Iraqi Kurdistan parliament chief calls on Barzani to resign after lightning Kirkuk takeover

The head of the Iraqi Kurdistan Parliament has called on the Kurdish president to step down, as government forces took control of oil fields in the disputed province of Kirkuk.
2 min read
18 October, 2017
Barzani has said the evacuation of Kirkuk was forced by "certain people" [Getty]

The head of the Iraqi Kurdistan Parliament has called on the Kurdish president to step down, as government forces took full control of oil fields in the disputed northern province of Kirkuk.

Yousif Mohamed made the remarks on Tuesday, demanding that Massud Barzani resign from his position as the head of the regional government, according to local media.

"You must admit that you have failed and leave our people to decide our own fate, which is not for you to determine, according to your wishes," Mohamed told Barzani.

"We are all prisoners to a political elite that is trying take control of the nation's wealth in order to expand its power," he added, accusing Barzani of "illegally" ruling the autonomous region for 12 years.

Iraqi forces said on Wednesday they had achieved their objectives in a lightning operation that saw them sweep through disputed Kurdish-held territory in a punishing riposte to an independence vote last month.

On Monday and Tuesday, federal troops and allied militia retook the northern province of Kirkuk and its lucrative oil fields, as well as formerly Kurdish-held areas of Nineveh and Diyala provinces - all outside the autonomous Kurdistan region.

The 48-hour operation saw Kurdish forces almost entirely confined to their longstanding three-province autonomous region in the north.

Barzani has said the evacuation of Kirkuk was forced by "certain people in a certain party," a swipe at his political opponents in the Patriotic Union of Kurdistan, known as the PUK. Barzani heads the Kurdistan Democratic Party, or KDP.
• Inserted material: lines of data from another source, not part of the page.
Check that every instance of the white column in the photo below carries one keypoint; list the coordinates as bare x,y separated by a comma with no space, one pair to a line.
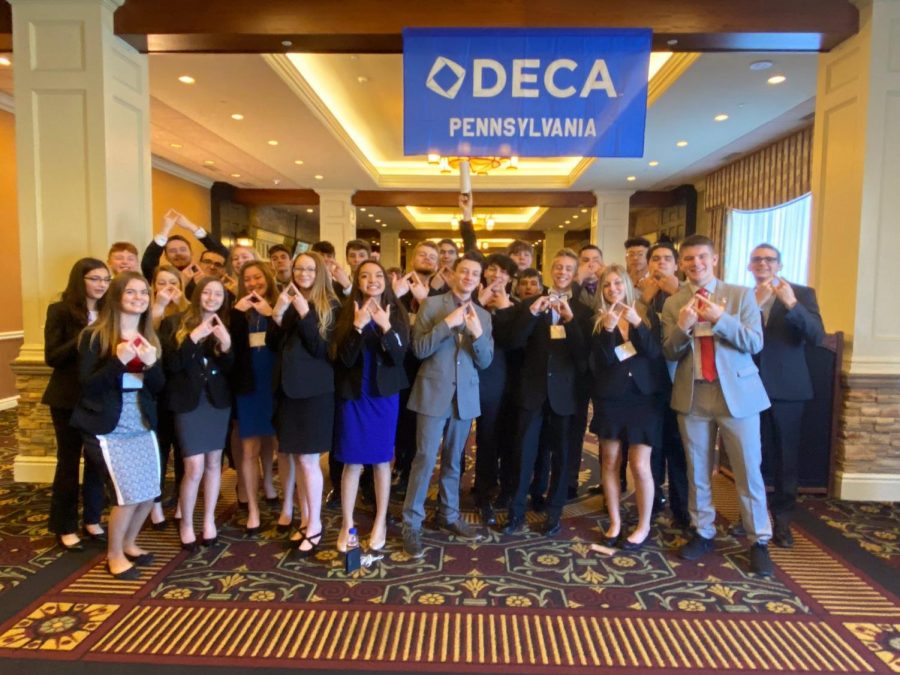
609,223
856,243
390,249
554,240
337,219
82,145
The General Command of the peshmerga, nominally in Barzani's hands, went even further, accusing PUK officials of "a great and historic treason against Kurdistan."

Their accusations were grounded in reports that peshmerga divisions loyal to the PUK had abandoned their positions as the Iraqi government forces advanced, though the KDP-aligned divisions also withdrew, in Kirkuk and in other parts of the country.